Dei um beijo carinhoso na ponta do seu nariz, e tirei uma mecha de sei cabelo que caía em seu rosto.
Bella se remexeu, e logo após abriu os olhos.
– Bom dia. – disse meio sonolenta. Eu abri um amplo sorriso. E um desejo de viver essa cena pelo resto da minha vida me invadiu.
– Bom dia, dorminhoca. – dei um beijo respeitoso em sua testa.
– Dormi muito porque um certo homem lindo de olhos verdes, me deu dois orgasmos ontem. – Céus, ela não brincou quando disse que aprendeu a ser um pouco cara-de-pau. – Não fica sem graça, eu amei. – ela me puxou pra um abraço apertado.
– Obrigado. – eu disse.
– Acho que eu era quem deveria estar agradecendo, você não acha? – ela riu.
– Não é isso. Eu estou agradecendo pela porta. – ela tentou falar algo, mas eu não deixei. – Eu sei que você quebrou pra eu poder passar com minha cadeira, e eu fiquei muito emocionado com esse gesto. E eu faço questão de me responsabilizar pelos custos da pequena obra que será necessária.
– Edward, não precisa. – ela tentou recusar.
– Isso não está em negociação.
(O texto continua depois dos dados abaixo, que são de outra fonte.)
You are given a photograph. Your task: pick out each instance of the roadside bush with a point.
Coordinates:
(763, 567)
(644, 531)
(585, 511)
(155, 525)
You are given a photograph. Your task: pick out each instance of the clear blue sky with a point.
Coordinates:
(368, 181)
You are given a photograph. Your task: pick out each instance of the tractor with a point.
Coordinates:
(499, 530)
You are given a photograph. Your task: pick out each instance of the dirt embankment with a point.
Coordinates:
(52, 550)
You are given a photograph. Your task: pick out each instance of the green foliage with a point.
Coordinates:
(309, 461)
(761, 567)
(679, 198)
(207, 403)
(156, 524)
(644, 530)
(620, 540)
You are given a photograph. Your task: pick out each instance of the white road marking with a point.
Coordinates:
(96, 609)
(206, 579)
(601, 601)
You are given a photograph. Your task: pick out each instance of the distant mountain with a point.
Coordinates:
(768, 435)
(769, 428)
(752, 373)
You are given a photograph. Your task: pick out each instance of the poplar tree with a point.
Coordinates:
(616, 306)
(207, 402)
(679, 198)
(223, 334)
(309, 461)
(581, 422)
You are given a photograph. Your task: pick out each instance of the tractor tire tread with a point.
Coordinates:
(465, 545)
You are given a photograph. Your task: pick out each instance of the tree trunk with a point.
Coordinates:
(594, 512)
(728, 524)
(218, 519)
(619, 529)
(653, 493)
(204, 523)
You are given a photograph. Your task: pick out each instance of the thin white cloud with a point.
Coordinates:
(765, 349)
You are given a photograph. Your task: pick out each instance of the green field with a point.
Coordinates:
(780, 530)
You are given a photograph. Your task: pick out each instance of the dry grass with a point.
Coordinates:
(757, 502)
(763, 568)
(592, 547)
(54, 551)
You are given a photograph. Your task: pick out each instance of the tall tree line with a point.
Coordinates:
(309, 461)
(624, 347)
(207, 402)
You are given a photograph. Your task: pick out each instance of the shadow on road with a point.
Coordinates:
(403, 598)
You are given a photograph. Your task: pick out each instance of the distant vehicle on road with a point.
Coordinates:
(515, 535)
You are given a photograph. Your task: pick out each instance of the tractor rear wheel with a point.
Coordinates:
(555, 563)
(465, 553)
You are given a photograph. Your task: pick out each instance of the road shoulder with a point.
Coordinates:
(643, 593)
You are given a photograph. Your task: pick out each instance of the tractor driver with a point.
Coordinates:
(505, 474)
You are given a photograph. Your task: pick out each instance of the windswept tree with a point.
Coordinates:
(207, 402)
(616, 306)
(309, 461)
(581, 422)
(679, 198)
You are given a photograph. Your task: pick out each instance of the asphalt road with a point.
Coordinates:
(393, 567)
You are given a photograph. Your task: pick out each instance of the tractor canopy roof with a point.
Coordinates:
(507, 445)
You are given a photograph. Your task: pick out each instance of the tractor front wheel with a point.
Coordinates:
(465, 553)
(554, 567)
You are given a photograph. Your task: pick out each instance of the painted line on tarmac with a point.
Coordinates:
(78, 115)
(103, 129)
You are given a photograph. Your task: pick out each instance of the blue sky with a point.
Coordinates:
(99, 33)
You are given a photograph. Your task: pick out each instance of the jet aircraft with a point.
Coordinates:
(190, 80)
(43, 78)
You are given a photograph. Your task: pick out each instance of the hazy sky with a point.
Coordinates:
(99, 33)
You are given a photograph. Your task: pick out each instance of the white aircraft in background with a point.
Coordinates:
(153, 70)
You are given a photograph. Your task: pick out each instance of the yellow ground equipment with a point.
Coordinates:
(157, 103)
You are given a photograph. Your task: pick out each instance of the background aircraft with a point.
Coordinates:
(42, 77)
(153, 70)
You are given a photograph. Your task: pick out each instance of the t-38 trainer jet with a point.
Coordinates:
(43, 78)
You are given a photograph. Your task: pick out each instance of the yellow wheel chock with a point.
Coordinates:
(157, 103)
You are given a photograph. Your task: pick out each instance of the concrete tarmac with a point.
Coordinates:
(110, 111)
Você quebrou por mim, e eu fico muito agradecido com esse gesto. Mas agora me deixa cuidar um pouco das coisas, ok?
– Edward, isso é estranho. Você é meu namorado, não tem que ficar pagando as... – a interrompi novamente.
– Eu bem me lembro de você me dizer ontem que era minha mulher. – ela deu um sorriso meio de canto. Arrumei uma mecha do cabelo atrás de sua orelha. – Me deixa cuidar da minha mulher.
Pude perceber seus olhos brilharem. Ela parecia emocionada.
– Ninguém nunca cuidou de mim. – ela disse de forma tímida.
– Bem, agora você tem alguém ao seu lado. Alguém disposto a te ajudar. A cuidar de você. – dei um beijo casto em seus lábios.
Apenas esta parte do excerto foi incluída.